1966: Founding of Volunteer Bureau by Junior League of Riverside, Community Planning Council, and United Fund.

1966: Mary Ann Lawson named Executive Director (1966-1973) of the Volunteer Bureau.

1966-67: Volunteer, Referral and Information Bureau opened October 1966. It was housed in the Loring Building at 3691 Main Street, Room 223 in Riverside. Crisis Intervention Service also has given top priority for study and implementation.

1968: HELPline was added as a Crisis Intervention and Suicide Prevention telephone service available 24 x 7 for the greater Riverside area.

1970’s

1970:The Volunteer Recognition ceremony was initiated, acknowledging the spirit and service of Riverside’s valued volunteers.

1971: The Community Planning Council and the Volunteer Bureau merged into an agency using both names in the title.

1973: Harriett Olitt named Executive Director (1973-1975).

1973: The Court Referral/Community Service Program was developed involving minor offenders of the law, working by performing community service. Not only serving the community but developing the client as well.

1976: Pat Hardy was named Executive Director (1976-1980). •1976: People Bank, a short term specialized volunteer referral service was initiated. The Language Bank, a referral service for informal translation needs was also initiated. •1977: The Informational and Referral Program was initiated, providing free confidential, bilingual referrals and information on an unlimited number of subjects via an 800 number.

1980’s

1980: Grace Slocum was named Executive Director (1980-1995) of the Volunteer Center of Riverside.

1983: Volunteer Center of Riverside relocates from Main Street to 2060 University Avenue in Riverside.

1985: The Ombudsman Program is initiated providing services to long-term care facilities throughout Riverside County.

1987: Another edition of the Community Services Directory-The Red Book- is published containing over 590 non-profit social services agencies in Riverside County.

1990’s

1995: Ned Cooney was named Executive Director (1995-2002).

1995: The Shared Housing Program became a program of the Volunteer Center.

2000’s

2002: Mary Salvador was named Chief Executive Officer (2002-2008).

2005: 211 Riverside became a Program of the Volunteer Center.

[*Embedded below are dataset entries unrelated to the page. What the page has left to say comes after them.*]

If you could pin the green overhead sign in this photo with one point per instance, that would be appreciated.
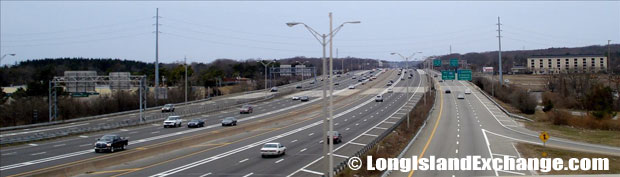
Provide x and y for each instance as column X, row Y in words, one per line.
column 464, row 74
column 437, row 62
column 454, row 62
column 447, row 75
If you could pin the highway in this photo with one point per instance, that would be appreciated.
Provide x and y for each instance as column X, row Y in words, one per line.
column 359, row 120
column 27, row 158
column 216, row 104
column 475, row 126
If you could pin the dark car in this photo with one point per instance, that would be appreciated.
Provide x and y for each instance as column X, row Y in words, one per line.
column 111, row 143
column 195, row 123
column 304, row 98
column 246, row 109
column 168, row 108
column 335, row 135
column 229, row 121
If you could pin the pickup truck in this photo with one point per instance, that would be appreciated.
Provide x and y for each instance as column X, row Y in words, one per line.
column 111, row 143
column 173, row 121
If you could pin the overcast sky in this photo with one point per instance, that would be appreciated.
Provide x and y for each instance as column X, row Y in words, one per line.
column 204, row 31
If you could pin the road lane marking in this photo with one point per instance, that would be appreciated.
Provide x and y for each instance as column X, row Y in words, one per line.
column 38, row 153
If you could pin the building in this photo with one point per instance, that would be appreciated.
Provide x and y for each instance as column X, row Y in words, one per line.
column 567, row 64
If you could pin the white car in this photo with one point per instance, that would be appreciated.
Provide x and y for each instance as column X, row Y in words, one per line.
column 173, row 121
column 271, row 149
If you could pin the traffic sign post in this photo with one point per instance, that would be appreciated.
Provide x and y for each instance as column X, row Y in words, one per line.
column 464, row 74
column 447, row 75
column 454, row 62
column 437, row 62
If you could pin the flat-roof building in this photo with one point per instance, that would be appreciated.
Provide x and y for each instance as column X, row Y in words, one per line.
column 567, row 64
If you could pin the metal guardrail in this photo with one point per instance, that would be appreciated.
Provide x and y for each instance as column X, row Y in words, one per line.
column 500, row 106
column 134, row 122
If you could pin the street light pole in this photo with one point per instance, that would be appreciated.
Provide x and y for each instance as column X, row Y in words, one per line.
column 3, row 56
column 408, row 80
column 322, row 40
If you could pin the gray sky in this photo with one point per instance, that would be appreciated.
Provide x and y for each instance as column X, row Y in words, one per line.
column 204, row 31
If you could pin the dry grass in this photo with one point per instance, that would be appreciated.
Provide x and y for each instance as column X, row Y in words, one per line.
column 535, row 151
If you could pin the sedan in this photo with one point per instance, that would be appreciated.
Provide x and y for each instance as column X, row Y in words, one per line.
column 272, row 149
column 229, row 121
column 460, row 96
column 246, row 109
column 304, row 98
column 195, row 123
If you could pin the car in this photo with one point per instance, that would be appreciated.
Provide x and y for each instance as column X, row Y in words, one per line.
column 167, row 108
column 335, row 135
column 111, row 143
column 272, row 149
column 173, row 121
column 379, row 98
column 195, row 123
column 246, row 109
column 229, row 121
column 304, row 98
column 467, row 91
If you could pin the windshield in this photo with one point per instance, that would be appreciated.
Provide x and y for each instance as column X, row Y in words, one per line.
column 270, row 146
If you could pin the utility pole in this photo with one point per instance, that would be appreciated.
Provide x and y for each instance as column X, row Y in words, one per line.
column 185, row 61
column 499, row 38
column 156, row 56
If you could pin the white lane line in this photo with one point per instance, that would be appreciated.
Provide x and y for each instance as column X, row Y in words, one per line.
column 38, row 153
column 35, row 131
column 310, row 171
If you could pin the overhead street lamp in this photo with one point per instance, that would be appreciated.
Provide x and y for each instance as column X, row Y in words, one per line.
column 266, row 64
column 11, row 54
column 408, row 80
column 322, row 40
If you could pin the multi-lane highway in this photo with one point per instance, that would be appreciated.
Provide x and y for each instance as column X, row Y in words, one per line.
column 26, row 158
column 359, row 118
column 475, row 126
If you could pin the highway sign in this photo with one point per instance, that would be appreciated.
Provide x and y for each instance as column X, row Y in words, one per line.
column 454, row 62
column 544, row 136
column 437, row 62
column 447, row 75
column 464, row 74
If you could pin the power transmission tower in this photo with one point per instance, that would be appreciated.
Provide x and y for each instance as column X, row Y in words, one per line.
column 157, row 55
column 499, row 38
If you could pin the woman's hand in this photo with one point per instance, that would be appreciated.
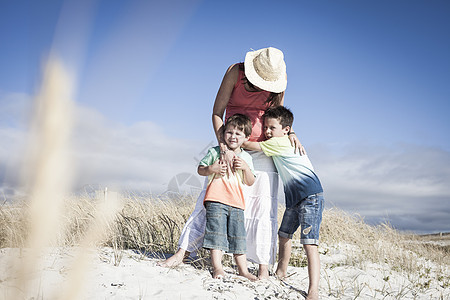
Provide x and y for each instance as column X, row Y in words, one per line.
column 295, row 142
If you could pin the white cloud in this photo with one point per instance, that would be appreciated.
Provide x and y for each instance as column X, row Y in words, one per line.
column 105, row 153
column 407, row 185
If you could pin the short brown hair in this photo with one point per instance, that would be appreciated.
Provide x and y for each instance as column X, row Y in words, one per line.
column 241, row 122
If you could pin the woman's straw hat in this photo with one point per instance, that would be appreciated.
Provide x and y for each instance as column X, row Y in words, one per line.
column 266, row 69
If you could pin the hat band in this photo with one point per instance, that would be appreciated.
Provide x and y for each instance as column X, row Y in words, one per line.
column 263, row 72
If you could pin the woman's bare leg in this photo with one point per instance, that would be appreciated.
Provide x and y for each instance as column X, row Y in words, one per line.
column 263, row 272
column 312, row 254
column 216, row 261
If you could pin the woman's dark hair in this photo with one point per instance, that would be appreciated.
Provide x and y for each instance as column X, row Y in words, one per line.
column 273, row 100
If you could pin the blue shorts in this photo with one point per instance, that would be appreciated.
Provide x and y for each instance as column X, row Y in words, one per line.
column 225, row 228
column 308, row 215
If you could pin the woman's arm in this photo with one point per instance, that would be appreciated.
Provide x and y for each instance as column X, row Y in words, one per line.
column 222, row 98
column 220, row 104
column 295, row 142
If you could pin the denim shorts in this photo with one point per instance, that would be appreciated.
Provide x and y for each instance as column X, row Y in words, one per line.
column 225, row 228
column 308, row 215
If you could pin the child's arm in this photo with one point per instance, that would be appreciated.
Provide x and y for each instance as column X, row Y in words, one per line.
column 252, row 146
column 240, row 164
column 216, row 168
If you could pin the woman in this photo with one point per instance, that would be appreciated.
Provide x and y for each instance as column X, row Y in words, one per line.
column 247, row 88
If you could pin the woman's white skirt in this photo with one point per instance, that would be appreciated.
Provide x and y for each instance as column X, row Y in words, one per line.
column 261, row 203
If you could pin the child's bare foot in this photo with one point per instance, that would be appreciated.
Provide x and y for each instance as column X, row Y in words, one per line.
column 313, row 295
column 172, row 261
column 218, row 274
column 249, row 276
column 263, row 272
column 280, row 274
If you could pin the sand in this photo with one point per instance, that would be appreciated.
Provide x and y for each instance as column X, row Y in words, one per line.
column 105, row 273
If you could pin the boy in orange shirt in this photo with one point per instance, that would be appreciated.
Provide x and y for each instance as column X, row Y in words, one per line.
column 224, row 199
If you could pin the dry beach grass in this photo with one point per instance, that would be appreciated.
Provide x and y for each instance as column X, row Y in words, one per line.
column 378, row 262
column 50, row 244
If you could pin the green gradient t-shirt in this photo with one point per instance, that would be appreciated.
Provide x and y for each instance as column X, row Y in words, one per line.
column 296, row 171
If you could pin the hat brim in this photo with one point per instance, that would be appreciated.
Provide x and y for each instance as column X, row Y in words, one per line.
column 277, row 86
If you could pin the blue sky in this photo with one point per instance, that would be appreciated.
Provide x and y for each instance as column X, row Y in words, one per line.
column 368, row 82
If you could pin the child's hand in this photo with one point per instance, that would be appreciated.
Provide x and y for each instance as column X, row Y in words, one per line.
column 239, row 164
column 219, row 168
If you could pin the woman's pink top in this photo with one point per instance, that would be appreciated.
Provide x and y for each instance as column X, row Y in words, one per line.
column 248, row 103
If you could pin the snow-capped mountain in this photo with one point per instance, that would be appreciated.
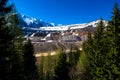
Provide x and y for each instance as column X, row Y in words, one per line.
column 73, row 26
column 30, row 24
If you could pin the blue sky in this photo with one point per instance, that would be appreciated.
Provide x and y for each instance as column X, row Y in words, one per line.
column 66, row 11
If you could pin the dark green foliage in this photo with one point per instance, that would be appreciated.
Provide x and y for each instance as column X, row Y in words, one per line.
column 29, row 62
column 61, row 69
column 103, row 50
column 10, row 44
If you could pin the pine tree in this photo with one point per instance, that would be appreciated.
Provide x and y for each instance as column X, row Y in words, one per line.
column 114, row 37
column 10, row 50
column 93, row 48
column 29, row 62
column 61, row 69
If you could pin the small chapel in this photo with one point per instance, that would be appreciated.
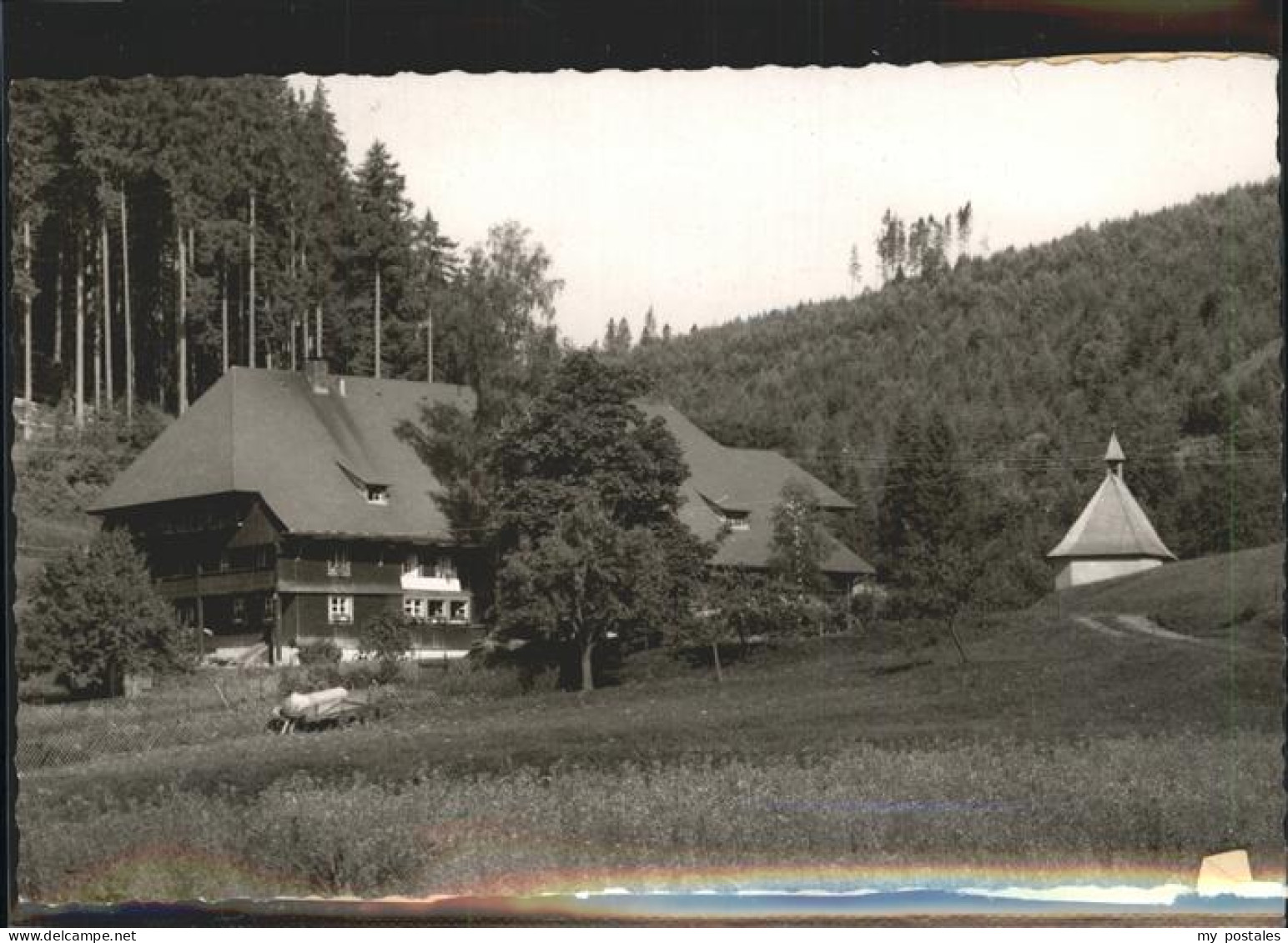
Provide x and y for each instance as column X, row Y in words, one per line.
column 1112, row 535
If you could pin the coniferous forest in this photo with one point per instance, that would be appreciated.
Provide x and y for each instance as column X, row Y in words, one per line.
column 1164, row 327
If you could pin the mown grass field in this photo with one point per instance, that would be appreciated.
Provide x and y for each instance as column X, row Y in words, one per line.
column 1053, row 746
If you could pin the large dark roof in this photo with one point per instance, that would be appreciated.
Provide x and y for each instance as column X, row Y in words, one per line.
column 745, row 481
column 307, row 454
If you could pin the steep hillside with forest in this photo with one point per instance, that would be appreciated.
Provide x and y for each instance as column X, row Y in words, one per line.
column 1165, row 327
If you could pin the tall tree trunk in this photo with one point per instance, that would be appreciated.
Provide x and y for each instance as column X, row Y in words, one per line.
column 378, row 322
column 304, row 334
column 223, row 317
column 58, row 308
column 125, row 312
column 80, row 334
column 26, row 329
column 180, row 329
column 107, row 313
column 250, row 296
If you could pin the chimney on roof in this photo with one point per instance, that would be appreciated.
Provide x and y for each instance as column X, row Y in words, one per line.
column 316, row 369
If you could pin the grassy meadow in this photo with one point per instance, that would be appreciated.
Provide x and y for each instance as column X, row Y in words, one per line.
column 1053, row 746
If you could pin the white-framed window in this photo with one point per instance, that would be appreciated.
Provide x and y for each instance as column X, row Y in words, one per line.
column 339, row 609
column 338, row 564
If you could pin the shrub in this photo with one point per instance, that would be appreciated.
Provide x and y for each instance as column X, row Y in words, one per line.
column 355, row 840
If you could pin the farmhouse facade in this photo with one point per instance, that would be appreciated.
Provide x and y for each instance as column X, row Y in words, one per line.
column 1112, row 535
column 286, row 509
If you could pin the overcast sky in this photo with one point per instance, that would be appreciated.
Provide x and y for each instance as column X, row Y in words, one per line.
column 724, row 193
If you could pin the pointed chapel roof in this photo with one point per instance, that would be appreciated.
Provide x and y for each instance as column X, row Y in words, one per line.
column 1113, row 524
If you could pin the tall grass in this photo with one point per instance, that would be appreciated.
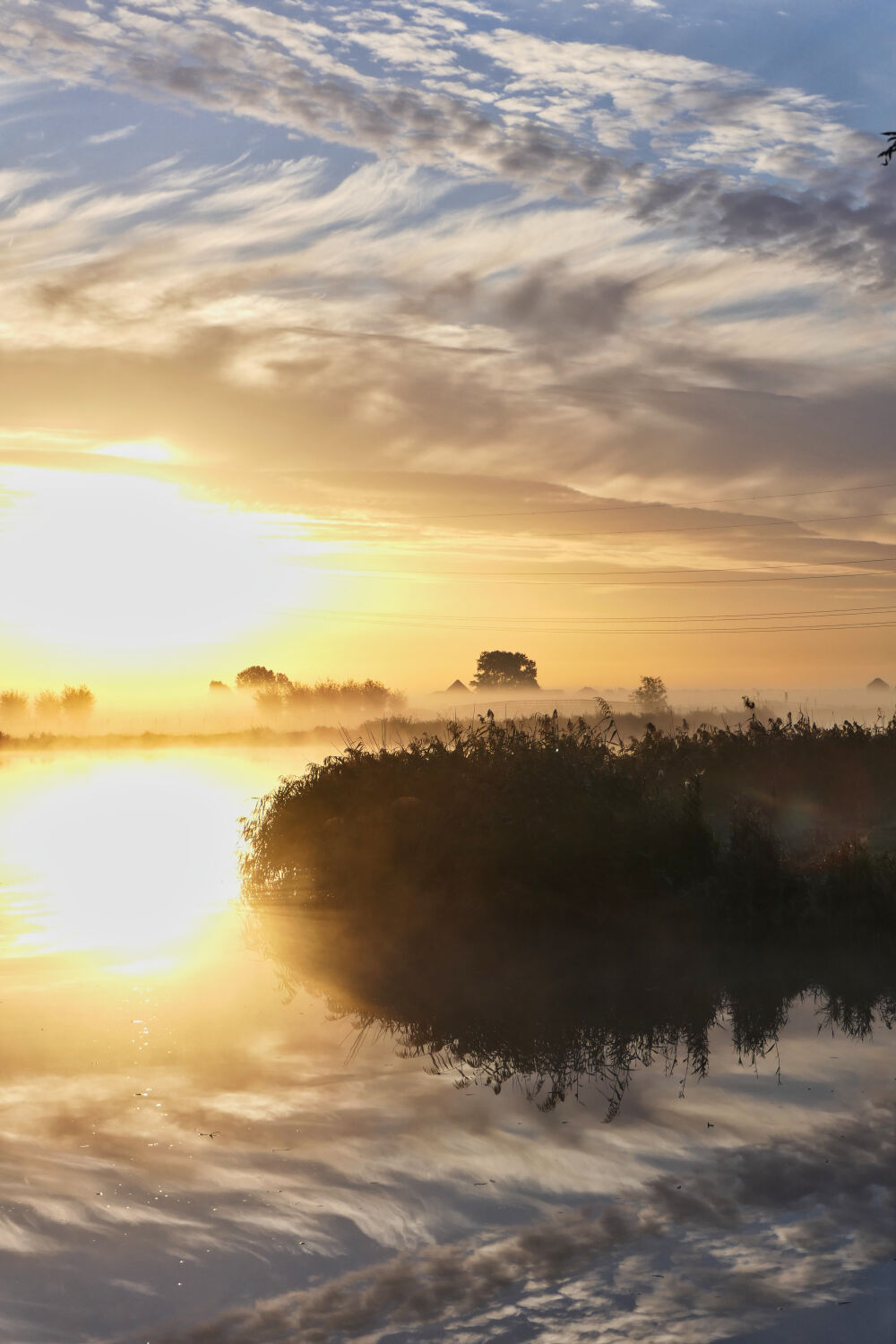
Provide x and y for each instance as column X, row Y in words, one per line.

2007: The Resource Center for Nonprofit Management became a program of the Volunteer Center. The Resource Center for Nonprofit Management’s name was later changed to the Nonprofit Resource Center.

2008: Roberta “Bobbie” Neff was named Chief Executive Officer.

2010’s

2011: On January 18th the name of The Volunteer Center of Riverside County was changed to Community Connect.

2014: Community Connect rebranding to bring 2-1-1 into part of the brand recognition.

2015: Rod Balance named Chief Executive Officer.

2016: Marie Davis named Chief Executive Officer.

2016: Launch of the 2-1-1 Community Connect Annual Conference

2019: Community Connect joins with United Way of the Inland Valleys.